The template is applied as a patch (see .spec.patches) to the default resources, so it can be "sparse".

Example

This example configures a resource request of cpu: 100m on the satellite, and also enables host networking.

apiVersion: piraeus.io/v1
kind: LinstorSatelliteConfiguration
metadata:
  name: resource-and-host-network
spec:
  podTemplate:
    spec:
      hostNetwork: true
      containers:
        - name: linstor-satellite
          resources:
            requests:
              cpu: 100m

.spec.patches

The given patches will be applied to all resources controlled by the operator. The patches are forwarded to kustomize internally, and take the same format.

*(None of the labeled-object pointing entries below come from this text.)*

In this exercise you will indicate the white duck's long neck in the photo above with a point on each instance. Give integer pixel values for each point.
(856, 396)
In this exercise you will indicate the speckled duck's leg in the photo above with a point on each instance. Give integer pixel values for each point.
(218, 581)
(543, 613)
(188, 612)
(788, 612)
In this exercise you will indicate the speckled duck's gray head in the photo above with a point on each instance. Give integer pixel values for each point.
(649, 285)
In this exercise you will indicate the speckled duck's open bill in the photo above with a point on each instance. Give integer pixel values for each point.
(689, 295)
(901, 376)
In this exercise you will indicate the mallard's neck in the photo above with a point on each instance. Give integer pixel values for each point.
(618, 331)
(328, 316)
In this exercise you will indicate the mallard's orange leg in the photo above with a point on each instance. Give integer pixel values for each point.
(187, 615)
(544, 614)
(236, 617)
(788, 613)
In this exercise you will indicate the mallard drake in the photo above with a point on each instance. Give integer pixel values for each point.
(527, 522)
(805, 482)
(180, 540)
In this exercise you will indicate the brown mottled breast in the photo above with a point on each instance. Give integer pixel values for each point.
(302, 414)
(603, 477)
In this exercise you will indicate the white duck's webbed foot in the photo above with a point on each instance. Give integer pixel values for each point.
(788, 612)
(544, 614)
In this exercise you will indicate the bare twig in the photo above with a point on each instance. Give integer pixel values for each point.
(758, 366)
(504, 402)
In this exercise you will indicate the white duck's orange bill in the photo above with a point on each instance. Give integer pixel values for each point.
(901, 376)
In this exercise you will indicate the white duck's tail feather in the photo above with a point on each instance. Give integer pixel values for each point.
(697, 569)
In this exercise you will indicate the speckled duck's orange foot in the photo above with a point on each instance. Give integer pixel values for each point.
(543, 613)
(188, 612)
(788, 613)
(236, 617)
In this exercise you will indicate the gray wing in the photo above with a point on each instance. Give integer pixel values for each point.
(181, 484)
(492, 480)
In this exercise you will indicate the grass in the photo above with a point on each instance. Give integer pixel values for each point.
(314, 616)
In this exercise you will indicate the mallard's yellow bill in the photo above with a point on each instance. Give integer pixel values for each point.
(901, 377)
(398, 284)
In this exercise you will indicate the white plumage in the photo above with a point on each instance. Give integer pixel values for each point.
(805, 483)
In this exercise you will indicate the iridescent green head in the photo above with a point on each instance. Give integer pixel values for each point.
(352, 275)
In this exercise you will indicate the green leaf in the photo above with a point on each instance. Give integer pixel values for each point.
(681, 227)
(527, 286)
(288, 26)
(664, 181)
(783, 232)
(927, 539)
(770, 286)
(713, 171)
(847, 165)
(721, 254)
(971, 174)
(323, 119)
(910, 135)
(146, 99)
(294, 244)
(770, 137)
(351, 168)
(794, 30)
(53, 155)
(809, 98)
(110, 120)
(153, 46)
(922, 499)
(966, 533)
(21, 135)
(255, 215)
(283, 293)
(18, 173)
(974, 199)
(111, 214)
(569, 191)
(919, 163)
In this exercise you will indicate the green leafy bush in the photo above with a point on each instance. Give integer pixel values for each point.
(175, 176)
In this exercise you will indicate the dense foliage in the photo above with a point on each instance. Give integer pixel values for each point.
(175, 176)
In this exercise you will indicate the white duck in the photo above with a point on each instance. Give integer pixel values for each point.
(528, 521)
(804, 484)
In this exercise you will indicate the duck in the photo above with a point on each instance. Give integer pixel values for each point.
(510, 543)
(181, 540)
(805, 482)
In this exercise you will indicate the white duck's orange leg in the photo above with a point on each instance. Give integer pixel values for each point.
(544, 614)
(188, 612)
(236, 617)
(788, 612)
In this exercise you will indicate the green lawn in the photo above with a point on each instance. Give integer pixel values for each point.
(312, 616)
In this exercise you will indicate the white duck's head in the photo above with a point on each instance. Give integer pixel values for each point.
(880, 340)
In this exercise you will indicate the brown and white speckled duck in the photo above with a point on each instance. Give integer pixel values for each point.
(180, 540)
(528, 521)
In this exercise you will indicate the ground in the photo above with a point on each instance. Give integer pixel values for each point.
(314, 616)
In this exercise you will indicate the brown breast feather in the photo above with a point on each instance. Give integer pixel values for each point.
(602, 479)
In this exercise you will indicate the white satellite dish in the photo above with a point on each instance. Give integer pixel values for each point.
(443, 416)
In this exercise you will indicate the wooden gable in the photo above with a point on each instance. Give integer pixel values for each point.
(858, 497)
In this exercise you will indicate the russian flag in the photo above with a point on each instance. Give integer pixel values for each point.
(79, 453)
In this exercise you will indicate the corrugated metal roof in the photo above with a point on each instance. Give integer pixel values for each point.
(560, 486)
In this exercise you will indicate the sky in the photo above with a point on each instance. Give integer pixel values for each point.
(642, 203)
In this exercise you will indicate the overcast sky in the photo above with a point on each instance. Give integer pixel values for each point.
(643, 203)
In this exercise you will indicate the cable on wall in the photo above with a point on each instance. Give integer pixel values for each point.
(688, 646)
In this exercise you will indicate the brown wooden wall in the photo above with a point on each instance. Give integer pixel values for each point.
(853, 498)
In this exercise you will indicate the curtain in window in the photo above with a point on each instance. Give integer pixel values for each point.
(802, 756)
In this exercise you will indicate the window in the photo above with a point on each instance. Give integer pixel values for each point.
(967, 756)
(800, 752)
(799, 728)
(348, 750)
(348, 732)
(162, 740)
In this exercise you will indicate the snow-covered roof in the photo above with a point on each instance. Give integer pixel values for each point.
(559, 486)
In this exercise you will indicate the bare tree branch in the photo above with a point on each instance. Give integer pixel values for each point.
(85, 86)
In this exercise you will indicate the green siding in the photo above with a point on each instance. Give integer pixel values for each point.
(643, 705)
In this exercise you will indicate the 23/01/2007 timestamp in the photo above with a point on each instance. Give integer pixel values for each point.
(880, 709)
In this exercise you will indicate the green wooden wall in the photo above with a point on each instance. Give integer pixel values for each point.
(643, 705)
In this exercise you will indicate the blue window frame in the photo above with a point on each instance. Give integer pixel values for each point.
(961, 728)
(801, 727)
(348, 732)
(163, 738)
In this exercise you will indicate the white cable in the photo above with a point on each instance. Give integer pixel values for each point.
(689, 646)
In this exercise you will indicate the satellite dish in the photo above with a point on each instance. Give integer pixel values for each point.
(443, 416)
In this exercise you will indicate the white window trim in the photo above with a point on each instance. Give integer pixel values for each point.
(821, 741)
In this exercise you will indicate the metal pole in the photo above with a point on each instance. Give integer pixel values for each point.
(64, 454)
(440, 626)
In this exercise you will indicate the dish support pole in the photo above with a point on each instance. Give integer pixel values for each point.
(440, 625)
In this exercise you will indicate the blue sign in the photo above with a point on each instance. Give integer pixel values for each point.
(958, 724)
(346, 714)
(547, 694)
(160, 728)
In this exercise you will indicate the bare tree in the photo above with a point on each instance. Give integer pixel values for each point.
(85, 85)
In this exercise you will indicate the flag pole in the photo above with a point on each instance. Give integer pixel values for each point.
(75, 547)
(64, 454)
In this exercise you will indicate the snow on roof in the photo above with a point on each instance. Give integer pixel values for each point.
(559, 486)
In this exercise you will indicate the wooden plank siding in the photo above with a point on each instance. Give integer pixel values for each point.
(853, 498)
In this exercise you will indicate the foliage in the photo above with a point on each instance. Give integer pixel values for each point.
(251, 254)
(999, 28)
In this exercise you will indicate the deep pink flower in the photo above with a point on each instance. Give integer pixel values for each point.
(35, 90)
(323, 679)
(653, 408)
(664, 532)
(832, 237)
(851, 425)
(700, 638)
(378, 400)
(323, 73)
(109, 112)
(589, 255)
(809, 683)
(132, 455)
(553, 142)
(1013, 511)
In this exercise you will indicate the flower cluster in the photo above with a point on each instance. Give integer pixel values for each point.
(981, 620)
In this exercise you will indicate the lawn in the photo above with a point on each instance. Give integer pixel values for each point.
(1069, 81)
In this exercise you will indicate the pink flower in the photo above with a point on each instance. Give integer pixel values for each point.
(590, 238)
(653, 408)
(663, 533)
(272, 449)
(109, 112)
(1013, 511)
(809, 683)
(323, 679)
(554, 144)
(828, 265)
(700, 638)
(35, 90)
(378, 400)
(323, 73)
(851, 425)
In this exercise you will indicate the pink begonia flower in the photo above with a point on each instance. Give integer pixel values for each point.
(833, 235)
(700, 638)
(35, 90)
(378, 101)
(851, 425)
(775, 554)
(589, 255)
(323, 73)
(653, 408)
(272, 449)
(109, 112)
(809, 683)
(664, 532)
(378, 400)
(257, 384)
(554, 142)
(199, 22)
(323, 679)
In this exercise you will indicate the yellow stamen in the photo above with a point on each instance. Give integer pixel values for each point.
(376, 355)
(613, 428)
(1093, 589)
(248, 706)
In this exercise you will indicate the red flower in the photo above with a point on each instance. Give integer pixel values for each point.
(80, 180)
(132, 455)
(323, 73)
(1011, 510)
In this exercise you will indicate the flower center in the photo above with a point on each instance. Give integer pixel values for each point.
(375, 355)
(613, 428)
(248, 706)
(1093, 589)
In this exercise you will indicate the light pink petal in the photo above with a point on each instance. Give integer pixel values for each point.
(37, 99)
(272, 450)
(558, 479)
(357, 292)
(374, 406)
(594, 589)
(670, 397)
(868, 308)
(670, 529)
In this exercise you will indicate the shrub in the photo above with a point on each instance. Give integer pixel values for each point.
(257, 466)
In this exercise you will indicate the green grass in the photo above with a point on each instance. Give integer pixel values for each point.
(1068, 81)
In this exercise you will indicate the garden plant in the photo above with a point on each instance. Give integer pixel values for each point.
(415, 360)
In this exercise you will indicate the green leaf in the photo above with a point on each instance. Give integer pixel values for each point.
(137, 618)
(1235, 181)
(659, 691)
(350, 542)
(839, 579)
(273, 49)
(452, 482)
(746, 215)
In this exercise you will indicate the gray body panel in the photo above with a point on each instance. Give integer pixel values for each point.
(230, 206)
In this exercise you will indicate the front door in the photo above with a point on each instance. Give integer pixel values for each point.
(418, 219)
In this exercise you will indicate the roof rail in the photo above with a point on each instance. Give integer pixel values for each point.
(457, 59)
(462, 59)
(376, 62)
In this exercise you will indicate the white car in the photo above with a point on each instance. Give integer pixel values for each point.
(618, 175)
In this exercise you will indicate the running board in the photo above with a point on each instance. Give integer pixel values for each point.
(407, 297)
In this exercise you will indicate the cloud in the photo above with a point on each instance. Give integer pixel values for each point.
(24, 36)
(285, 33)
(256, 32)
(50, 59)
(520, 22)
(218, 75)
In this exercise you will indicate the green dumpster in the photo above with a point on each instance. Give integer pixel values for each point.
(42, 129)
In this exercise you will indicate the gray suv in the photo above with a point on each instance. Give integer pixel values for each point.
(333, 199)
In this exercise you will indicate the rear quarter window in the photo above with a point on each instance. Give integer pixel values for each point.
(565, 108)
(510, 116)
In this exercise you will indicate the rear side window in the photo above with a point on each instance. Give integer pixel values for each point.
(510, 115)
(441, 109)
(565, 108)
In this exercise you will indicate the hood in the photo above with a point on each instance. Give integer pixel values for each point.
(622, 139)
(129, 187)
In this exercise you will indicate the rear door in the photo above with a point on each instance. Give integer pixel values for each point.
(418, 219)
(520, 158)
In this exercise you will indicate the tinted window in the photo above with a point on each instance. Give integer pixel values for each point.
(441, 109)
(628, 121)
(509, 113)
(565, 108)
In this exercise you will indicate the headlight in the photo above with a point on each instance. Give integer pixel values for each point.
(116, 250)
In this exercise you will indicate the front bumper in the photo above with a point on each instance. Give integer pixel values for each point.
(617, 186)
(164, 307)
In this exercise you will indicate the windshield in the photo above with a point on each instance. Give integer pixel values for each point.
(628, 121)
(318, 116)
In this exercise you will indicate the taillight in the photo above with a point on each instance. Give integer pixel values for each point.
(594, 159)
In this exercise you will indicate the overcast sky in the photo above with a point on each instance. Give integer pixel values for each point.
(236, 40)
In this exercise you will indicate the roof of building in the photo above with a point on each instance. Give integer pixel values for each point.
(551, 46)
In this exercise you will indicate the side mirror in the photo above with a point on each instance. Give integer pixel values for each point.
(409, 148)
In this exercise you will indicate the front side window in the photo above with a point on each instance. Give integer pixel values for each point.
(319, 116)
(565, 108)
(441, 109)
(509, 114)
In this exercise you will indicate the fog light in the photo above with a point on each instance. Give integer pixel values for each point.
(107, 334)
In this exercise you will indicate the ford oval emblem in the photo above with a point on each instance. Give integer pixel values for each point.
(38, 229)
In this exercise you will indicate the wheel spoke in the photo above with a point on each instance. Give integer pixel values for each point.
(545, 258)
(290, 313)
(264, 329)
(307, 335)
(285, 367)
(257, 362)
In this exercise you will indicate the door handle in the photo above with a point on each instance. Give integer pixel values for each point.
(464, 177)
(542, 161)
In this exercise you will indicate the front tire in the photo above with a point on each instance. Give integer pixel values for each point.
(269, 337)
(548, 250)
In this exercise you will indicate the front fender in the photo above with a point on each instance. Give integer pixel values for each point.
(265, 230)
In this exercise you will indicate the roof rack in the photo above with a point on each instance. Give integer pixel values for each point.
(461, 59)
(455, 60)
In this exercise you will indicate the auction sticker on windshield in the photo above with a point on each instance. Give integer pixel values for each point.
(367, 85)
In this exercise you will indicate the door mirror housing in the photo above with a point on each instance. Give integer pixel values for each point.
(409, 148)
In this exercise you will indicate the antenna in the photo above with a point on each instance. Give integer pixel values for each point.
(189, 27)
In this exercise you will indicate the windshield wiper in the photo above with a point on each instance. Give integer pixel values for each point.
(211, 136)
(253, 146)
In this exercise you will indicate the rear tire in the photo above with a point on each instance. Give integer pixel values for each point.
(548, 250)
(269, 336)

The unpatched resources are available in the subdirectories of the pkg/resources/satellite directory.

Warning

No checks are run on the result of user-supplied patches: the resources are applied as-is. Patching some fundamental aspect, such as removing a specific volume from a container may lead to a degraded cluster.

Example

This example configures the LINSTOR Satellite to use the "TRACE" log level, creating very verbose output.

apiVersion: piraeus.io/v1
kind: LinstorSatelliteConfiguration
metadata:
  name: all-satellites
spec:
  patches:
    - target:
        kind: ConfigMap
        name: satellite-config
      patch: |-
        apiVersion: v1
        kind: ConfigMap
        metadata:
          name: satellite-config
        data:
          linstor_satellite.toml: |
            [logging]
              linstor_level = "TRACE"

.status

Reports the actual state of the cluster.

.status.conditions

The Operator reports the current state of the Satellite Configuration through a set of conditions. Conditions are identified by their type.

type	Explanation
Applied	The given configuration was applied to all LinstorSatellite resources.